I'm fairly sure that the dog team is expected to cast around to acquire the trail. Go to Jeff's site and watch the trails run. When I'd taught at seminars he was teaching at, he had videos after dinner. I spent many nights in a chair in the back just watching because trailing just mystifies me. Early on when I started my first dog, we were expected to create jack-of-all-trades dogs. So, I put a basic trailing foundation on her. At two years of age, my dog and I got assigned a trailing demo which I was pretty sure was meant to make us look bad. The trail was nothing to brag about and my flanker was second guessing my dog the entire 1/2 mile trail. I think the only saving grace was it was a foggy damp day and that I kept track of when I knew my dog was on scent or not.
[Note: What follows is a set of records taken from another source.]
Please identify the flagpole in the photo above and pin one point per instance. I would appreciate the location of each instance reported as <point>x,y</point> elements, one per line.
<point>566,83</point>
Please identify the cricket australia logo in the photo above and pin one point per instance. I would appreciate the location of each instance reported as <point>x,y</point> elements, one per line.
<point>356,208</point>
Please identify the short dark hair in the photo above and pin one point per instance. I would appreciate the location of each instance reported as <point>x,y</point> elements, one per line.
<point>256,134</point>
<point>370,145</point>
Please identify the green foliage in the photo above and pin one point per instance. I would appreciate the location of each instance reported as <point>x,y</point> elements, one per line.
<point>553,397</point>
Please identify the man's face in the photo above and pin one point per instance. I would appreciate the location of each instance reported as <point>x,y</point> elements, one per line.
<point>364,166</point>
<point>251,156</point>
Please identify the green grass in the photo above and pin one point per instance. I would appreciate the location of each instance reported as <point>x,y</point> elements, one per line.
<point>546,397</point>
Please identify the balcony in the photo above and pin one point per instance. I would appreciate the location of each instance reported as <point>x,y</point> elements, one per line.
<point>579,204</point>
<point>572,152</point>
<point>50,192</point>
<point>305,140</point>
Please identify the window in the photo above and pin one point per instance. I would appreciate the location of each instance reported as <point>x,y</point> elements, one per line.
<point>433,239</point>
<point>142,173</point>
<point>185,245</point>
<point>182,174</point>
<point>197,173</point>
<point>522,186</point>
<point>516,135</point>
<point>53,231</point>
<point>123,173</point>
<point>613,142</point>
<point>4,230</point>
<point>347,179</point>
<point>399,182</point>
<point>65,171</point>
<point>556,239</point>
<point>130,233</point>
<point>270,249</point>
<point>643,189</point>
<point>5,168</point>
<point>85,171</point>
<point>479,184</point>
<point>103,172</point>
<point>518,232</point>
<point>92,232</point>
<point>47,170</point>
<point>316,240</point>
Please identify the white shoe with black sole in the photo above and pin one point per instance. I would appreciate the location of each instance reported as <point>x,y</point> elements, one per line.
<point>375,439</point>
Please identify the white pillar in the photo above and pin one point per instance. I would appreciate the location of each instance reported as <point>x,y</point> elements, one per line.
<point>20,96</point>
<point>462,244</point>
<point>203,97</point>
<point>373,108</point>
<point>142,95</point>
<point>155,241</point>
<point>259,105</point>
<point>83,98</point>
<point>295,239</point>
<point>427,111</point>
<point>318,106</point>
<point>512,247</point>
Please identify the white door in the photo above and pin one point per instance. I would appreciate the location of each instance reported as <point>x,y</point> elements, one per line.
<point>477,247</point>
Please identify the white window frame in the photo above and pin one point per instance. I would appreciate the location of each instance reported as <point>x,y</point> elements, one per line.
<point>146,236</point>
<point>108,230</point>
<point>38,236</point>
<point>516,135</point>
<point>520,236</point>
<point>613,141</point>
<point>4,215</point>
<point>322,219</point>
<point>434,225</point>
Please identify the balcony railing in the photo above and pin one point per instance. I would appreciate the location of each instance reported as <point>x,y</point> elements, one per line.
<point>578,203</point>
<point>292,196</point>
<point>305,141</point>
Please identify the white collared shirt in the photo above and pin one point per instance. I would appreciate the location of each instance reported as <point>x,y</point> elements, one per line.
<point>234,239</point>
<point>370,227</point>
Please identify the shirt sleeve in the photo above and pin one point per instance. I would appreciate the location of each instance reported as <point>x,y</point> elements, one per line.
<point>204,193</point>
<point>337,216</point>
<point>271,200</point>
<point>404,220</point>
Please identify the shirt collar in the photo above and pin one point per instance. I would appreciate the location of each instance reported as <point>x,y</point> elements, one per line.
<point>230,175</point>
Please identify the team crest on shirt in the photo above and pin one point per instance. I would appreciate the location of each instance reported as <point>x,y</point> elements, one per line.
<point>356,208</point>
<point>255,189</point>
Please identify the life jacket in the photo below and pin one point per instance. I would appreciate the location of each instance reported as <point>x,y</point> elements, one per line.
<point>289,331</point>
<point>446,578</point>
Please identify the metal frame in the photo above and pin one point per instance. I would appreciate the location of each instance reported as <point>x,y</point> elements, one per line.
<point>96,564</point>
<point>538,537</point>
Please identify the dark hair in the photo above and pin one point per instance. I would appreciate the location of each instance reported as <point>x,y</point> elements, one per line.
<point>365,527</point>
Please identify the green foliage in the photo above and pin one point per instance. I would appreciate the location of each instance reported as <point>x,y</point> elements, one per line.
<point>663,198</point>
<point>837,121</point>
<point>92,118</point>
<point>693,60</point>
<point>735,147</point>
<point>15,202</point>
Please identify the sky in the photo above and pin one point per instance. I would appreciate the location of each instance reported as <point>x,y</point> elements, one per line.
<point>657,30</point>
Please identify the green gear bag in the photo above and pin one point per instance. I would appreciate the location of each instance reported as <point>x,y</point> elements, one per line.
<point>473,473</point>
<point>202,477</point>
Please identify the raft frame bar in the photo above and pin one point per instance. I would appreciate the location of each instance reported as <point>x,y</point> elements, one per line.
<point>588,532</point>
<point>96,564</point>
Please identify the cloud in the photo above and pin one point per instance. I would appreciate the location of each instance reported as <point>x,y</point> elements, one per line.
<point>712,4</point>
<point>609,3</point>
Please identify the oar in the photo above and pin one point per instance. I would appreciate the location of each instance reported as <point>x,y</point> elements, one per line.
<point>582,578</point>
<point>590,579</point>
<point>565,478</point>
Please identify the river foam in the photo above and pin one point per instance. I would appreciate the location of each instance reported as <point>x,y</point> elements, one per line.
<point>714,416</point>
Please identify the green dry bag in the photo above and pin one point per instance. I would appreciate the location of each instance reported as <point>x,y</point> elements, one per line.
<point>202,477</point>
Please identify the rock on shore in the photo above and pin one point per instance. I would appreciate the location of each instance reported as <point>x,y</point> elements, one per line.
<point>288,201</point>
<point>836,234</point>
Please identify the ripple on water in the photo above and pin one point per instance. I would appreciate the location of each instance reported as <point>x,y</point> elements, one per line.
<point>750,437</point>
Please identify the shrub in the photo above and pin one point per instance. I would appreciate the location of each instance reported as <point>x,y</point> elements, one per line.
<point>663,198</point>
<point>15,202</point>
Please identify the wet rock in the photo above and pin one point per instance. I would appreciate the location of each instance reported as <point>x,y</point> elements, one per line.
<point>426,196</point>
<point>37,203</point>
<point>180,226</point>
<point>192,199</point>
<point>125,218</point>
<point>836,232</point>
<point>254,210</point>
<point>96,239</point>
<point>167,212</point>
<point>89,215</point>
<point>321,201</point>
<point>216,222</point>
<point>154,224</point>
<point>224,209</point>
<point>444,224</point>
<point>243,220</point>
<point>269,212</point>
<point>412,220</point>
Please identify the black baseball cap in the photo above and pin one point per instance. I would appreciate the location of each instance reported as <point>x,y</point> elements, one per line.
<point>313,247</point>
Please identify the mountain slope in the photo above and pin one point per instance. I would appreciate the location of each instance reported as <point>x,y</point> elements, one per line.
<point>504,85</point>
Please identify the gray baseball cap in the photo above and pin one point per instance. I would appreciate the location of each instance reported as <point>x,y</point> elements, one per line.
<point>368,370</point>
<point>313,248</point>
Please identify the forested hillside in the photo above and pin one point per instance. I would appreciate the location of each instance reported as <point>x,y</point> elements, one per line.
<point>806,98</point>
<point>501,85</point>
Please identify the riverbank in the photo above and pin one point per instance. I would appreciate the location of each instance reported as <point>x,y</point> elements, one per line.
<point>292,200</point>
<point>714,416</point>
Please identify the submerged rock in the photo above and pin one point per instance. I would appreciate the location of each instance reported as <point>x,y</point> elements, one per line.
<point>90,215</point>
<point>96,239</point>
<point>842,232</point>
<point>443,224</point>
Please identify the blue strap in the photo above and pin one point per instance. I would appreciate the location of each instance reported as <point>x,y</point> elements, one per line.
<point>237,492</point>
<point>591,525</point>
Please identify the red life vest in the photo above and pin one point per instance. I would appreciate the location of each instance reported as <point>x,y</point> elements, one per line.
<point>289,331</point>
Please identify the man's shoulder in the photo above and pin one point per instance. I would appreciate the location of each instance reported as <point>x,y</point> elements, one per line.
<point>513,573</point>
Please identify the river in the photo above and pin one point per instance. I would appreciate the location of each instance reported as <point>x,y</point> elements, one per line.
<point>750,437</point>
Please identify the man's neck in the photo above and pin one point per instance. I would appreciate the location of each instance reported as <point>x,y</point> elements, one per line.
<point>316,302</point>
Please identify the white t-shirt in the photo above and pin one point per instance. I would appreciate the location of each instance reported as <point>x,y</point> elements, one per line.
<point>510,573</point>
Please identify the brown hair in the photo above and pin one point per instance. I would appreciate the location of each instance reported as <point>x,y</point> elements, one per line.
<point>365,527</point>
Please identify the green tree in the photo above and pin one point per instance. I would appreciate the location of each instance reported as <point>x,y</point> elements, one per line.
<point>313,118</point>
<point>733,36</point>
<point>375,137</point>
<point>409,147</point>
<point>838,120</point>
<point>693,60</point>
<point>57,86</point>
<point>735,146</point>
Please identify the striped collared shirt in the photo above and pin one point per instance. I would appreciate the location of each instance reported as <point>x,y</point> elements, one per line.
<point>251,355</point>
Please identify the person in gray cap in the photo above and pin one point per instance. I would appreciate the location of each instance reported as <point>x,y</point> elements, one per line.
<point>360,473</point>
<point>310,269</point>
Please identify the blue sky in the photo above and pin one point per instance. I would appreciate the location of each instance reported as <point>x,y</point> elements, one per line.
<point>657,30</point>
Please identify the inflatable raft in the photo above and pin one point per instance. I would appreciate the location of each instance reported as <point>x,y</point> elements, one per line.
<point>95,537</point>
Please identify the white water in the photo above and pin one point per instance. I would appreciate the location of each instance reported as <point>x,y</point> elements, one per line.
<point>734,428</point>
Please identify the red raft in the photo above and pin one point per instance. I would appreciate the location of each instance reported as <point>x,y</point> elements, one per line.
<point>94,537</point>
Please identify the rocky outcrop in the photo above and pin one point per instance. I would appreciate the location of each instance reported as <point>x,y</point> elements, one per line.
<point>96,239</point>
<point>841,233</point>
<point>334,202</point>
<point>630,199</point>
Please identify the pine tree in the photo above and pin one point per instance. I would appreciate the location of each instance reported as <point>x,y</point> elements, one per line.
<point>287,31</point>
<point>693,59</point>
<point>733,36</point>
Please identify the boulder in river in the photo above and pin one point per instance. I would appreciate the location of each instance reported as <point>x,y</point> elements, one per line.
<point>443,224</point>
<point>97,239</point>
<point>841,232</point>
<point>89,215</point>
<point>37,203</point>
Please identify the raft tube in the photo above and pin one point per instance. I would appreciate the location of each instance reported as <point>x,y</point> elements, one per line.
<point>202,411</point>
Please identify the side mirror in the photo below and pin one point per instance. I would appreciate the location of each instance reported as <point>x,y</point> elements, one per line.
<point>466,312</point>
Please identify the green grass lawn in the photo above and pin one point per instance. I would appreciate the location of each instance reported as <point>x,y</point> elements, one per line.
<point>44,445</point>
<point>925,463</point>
I had no issue going back to the last point on scent and restarting. We restarted three times. At the end my dog is having me lift it up 4-to-5 foot slick boulders to a plateau. Once up, she walks over to a flat piece of ground, looks at it, and barks. Again the flanker is berating me and my dog for this foolish lark until we hear the female fireman cooing "good girl" at my dog from her hole down in the rocks. My one and ONLY trail. Our scent article was her vehicle and we were pointed in a general direction. 
Oh, all the way back, my flanker is on the radio tellling everyone what a super dog I have and what a great trail we'd run.....yea right.....oh, and no, he didn't know where she was either, so I'm guessing this made the trail a double-blind as we were out on our lonesome.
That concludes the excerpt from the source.